I am trying to create a list which contains a random sample (more specifically, a stratified sample).
My data consists of a list with several million telephone numbers (a string for each) which I splitted into a list containing 2 strings (for each number). The first string is the city code, by which the sample has to be stratified. I used
unique = list(set(citycode))
to get all unique elements from the main list (mainlist[0]).
Suppose I have ~1000 elements in list 'unique' and for each unique element I am trying to find 5 elements in 'mainlist' randomly which contain the number of unique[i] in mainlist[i][0]. For each match, both fields/strings of mainlist shall be appended to a new list, 'randomlist'. So the final list should contain 5000 telephone numbers.

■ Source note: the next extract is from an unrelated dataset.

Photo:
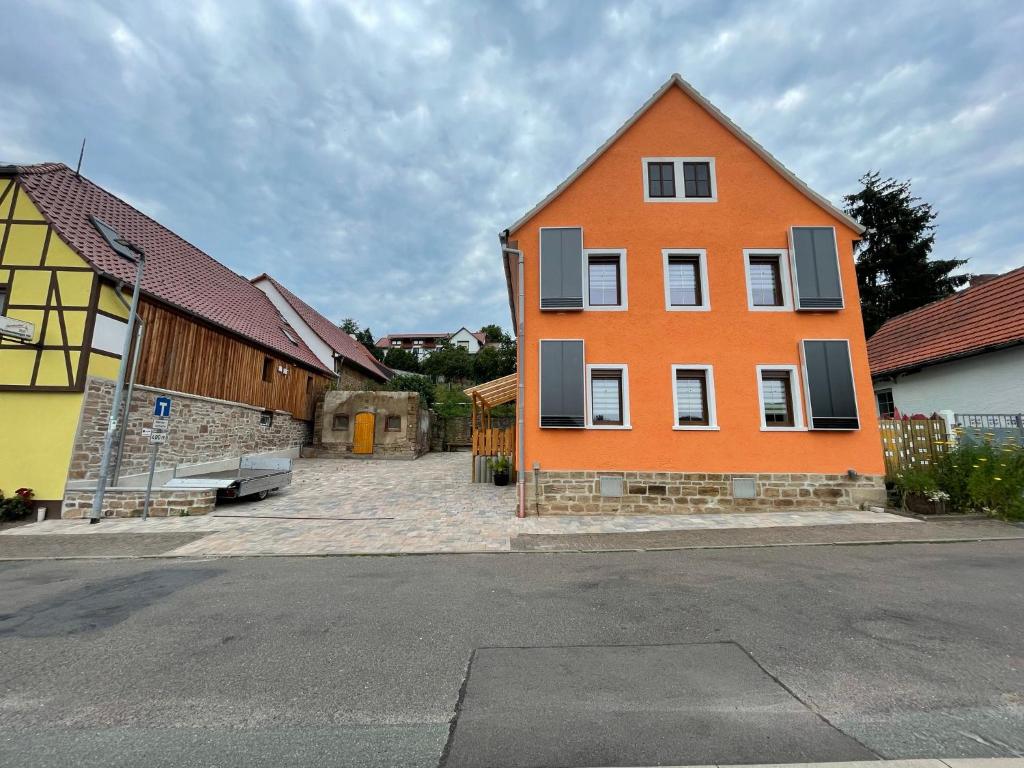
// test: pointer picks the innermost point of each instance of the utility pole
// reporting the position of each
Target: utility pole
(113, 422)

I thought of using nested loops for this, but as I am a beginner in Python and trying to use online tutorials to teach myself, I haven't really found a function or way to solve this. I am not sure in this case what would be a possible way of solving it.

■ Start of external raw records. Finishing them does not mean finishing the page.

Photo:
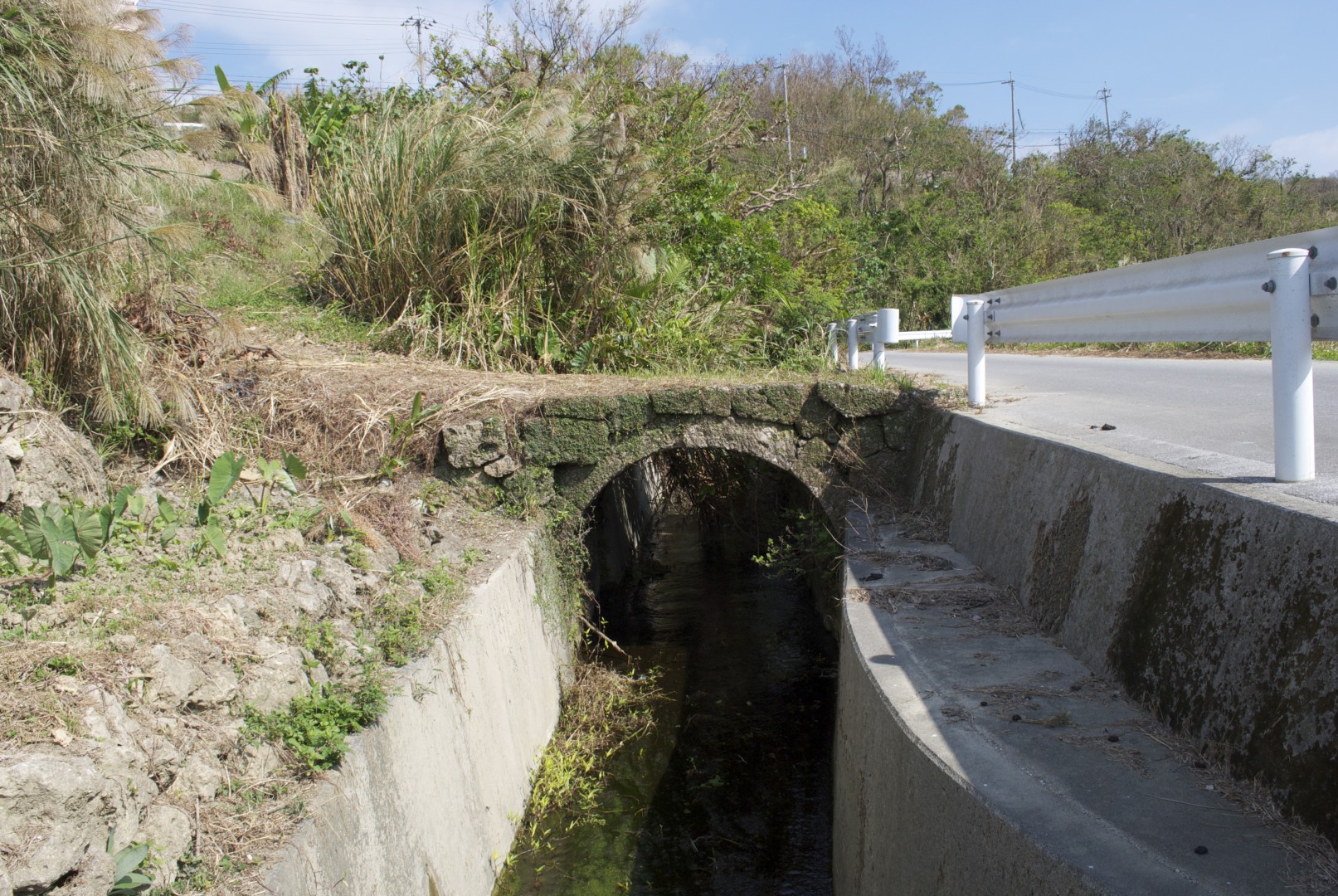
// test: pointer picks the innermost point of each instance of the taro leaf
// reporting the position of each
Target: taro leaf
(90, 533)
(106, 515)
(172, 520)
(294, 467)
(129, 860)
(216, 537)
(62, 542)
(31, 523)
(13, 535)
(224, 475)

Any ideas or input would be greatly appreciated. Thank you!
Assuming two lists like:
main = [(123, xxxxxxx),...]
unique = [123, ...]
Then you can do something like:
from random import shuffle
shuffle(main)
out = []
for u in unique:
i = 0
it = (x for x in main if x[0] == u)
while i < 5:
try:
out.append(main.pop(main.index(next(it))))
except:
pass
i+=1
out
will contain a list of tuples like those found in main, up to 5 per unique area code (will be less than 5, if main contains less than 5), randomly distributed.
UPDATE
Since you want to exclude area codes with too little representation all together, here's how you do that:
from random import shuffle
from collections import Counter
c = Counter(x[0] for x in main)
main = [x for x in main if c[x] >= 5]
shuffle(main)
out = []
for u in unique:
i = 0
it = (x for x in main if x[0] == u)
while i < 5:
out.append(main.pop(main.index(next(it))))
i+=1